Global genetic diversity is being eradicated through any number of human-driven activities, the removal of large-scale forests key among them. Now, WUSTL researchers have reported that farmers and families in Central America actually have saved genetic variation in the jocote (ho-CO-tay), or Spondias purpurea, a small tree that bears fruit similar to a tiny mango.

They’ve done this by taking the plants out of the forest, their wild habitat, and growing them close to home for family and local consumption.

Allison Miller, Ph.D., a postdoctoral researcher at the University of Colorado and a former WUSTL graduate student, worked with two faculty members from the Department of Biology in Arts & Sciences: Barbara A. Schaal, Ph.D., the Spencer T. Olin Professor in Arts & Sciences; and Peter H. Raven, Ph.D., the Engelmann Professor of Botany and director of the Missouri Botanical Garden. Also assisting were WUSTL undergraduates Erin O’Mahoney Cubbison and Anna Paschke.

They have shown multiple domestications of the jocote in Central America in the midst of large-scale deforestation, a practice that endangers genetic diversity.

Weeding out genetic diversity

Modern-day agriculture entails growers selecting hardy plants that grow vigorously and continually “weeding out” genetic diversity through the selection process.

“Many of the crops are so highly domesticated that they don’t have much genetic variation, and we are kind of looking at them after they’ve been highly domesticated and produced these elite varieties,” Schaal said.

In a paper recently published in Proceedings of the National Academy of Science, Miller identifies the various wild and cultivated jocote species and indicates that cultivation of the jocote has preserved genetic diversity.

Genetic diversity has been estimated to have decreased by as much as 80 percent in cultivated populations through the last century, so it’s quite a remarkable occurrence when domestication is identified as being a process for preserving genetic diversity, rather than limiting it.

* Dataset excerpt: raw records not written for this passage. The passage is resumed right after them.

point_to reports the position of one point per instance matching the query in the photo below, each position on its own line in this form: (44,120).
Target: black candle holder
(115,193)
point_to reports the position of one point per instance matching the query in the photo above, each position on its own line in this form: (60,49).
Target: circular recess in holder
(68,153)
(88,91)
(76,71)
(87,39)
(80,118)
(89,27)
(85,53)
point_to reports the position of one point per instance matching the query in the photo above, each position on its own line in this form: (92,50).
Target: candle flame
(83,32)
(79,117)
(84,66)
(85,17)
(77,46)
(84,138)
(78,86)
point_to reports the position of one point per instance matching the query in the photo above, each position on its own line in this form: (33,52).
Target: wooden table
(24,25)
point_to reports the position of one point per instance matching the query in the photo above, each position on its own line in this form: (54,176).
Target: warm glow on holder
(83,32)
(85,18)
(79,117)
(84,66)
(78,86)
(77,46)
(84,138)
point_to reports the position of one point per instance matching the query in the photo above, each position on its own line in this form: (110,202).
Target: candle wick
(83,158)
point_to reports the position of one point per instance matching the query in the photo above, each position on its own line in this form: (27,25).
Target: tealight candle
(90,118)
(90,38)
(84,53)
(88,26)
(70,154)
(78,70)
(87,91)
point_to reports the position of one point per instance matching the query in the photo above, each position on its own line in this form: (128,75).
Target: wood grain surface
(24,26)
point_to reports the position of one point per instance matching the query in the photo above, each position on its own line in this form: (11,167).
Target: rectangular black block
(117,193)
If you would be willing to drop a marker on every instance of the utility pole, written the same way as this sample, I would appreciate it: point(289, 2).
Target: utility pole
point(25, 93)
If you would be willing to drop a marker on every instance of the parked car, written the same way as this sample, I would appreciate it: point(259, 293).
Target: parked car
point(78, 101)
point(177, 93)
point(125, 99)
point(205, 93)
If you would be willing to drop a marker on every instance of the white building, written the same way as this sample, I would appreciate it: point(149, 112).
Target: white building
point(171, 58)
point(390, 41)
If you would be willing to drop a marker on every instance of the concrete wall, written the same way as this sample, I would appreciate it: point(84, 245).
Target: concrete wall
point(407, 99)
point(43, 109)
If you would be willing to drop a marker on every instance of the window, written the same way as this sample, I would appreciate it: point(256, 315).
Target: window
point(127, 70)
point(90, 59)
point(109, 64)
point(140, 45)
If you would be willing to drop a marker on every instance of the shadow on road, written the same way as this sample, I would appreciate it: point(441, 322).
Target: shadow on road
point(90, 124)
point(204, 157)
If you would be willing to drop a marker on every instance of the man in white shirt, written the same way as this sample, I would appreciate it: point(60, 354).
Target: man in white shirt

With less than 2 percent of the Central American tropical dry forests remaining, jocotes would be significantly limited if it were not for the cultivation of the species.

Miller, primary author on the study, collected nearly 100 samples of S. purpurea through field studies in Costa Rica, El Salvador, Guatemala, Honduras, Mexico, Nicaragua and Panama. In each of 11 geographic regions, samples were taken from wild and cultivated habitats.

DNA extracted from the jocote samples allowed for analysis of the chloroplast spacer, a commonly used molecular marker in botanical studies.

The authors say that, through multiple domestications, genetic diversity in the jocote has been preserved.

This is the “first phylogeographic evidence of multiple domestications of a cultivated fruit tree in the Mesoamerican center of domestication,” Miller said.

There is considerable variation in the jocote species. The mature fruit can be green, yellow, orange, red or violet, and they can have varying lengths, textures and tastes.

The wild fruits are generally bright red, smaller and more acidic than cultivated varieties. Wild jocotes reproduce by seed, whereas cultivated varieties reproduce through cuttings — indicating that domestication has altered the species.

“I think it is really amazing to consider that the food we eat today, the foods we find in grocery stores, originated in all different parts of the globe,” Miller said. “For me, it is interesting to think that every crop species, including even a little-known fruit tree from Mexico and Central America, has an involved and unique evolutionary history.”